Et s’adressant directement au commandant, il ajouta :

— Représentant d’une autorité qui nous déshonore ; digne chef de ces vauriens qui m’insultent devant toi, je te jette, à toi, le mépris que je voue à tous !… J’allais te passer cette épée à travers le corps, mais j’ai pensé que je l’avais reçue pour la tremper dans un sang plus noble que le tien, et aussi pour combattre d’autres ennemis que des femmes, des vieillards et des enfants.

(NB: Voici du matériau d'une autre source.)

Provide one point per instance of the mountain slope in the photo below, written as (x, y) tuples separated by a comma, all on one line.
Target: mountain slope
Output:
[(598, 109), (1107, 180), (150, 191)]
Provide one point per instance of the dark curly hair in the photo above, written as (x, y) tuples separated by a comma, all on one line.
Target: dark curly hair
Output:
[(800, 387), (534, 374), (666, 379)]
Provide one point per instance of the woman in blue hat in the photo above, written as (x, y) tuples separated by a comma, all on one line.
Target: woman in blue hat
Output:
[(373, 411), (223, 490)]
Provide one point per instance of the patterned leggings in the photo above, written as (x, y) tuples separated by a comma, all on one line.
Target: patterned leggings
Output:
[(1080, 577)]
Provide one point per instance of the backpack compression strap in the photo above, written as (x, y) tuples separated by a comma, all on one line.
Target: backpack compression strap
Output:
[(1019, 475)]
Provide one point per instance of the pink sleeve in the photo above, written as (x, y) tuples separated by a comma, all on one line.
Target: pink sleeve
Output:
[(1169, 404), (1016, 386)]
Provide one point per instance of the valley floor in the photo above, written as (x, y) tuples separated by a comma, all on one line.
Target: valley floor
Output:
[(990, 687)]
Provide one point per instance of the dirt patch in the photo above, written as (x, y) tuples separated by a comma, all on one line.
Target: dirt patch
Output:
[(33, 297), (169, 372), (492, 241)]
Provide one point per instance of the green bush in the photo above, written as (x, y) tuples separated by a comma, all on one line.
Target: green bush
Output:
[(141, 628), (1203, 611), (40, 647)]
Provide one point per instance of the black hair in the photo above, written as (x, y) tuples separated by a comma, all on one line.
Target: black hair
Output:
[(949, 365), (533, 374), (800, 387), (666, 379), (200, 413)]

Je te la rends !… j’ai trop rougi de la porter dans une pareille société, pour faire le métier de bourreau, et je ne veux pas encore la salir en te frappant !… Pour te châtier dignement, pour imprimer à ton front le sentiment de ta bassesse, il me faudrait avoir la main d’un galérien ! — Tiens !…

Et en même temps, George arracha ses épaulettes, défit son harnais et lança le tout, à la fois, en pleine poitrine de Murray. L’épée, la sangle, le fourreau, en fauchant l’espace, prirent en écharpe tout ce qu’il y avait sur la table, bouteilles, carafes, verres et bougies, et les éparpillèrent comme une mitraille dans la figure de tout le monde. Les vins inondèrent les buveurs ; un flacon d’eau-de-vie, encore intact, vint crever sa panse sur la face somnolente de Butler ; la liqueur fine ruissela sur l’ignoble capitaine de la tête aux pieds ; ses habits en burent comme il en avait bu lui-même. En sentant l’ablution mouiller ses lèvres, il entrouvrit sa bouche pour recevoir ce nectar complaisant qu’il croyait venir du ciel, et sa longue moustache toute trempée descendit dedans comme des algues limoneuses dans un bourbier fétide.

Dans ce moment, Jacques tira P’tit-Toine en arrière, et lui dit en retournant à la grange :

— En voilà un qui nous devance… il a véritablement plus d’honneur et de courage que je ne croyais… Maintenant, à nous la partie !…

Et il rejoignit ses compagnons qui l’attendaient avec impatience.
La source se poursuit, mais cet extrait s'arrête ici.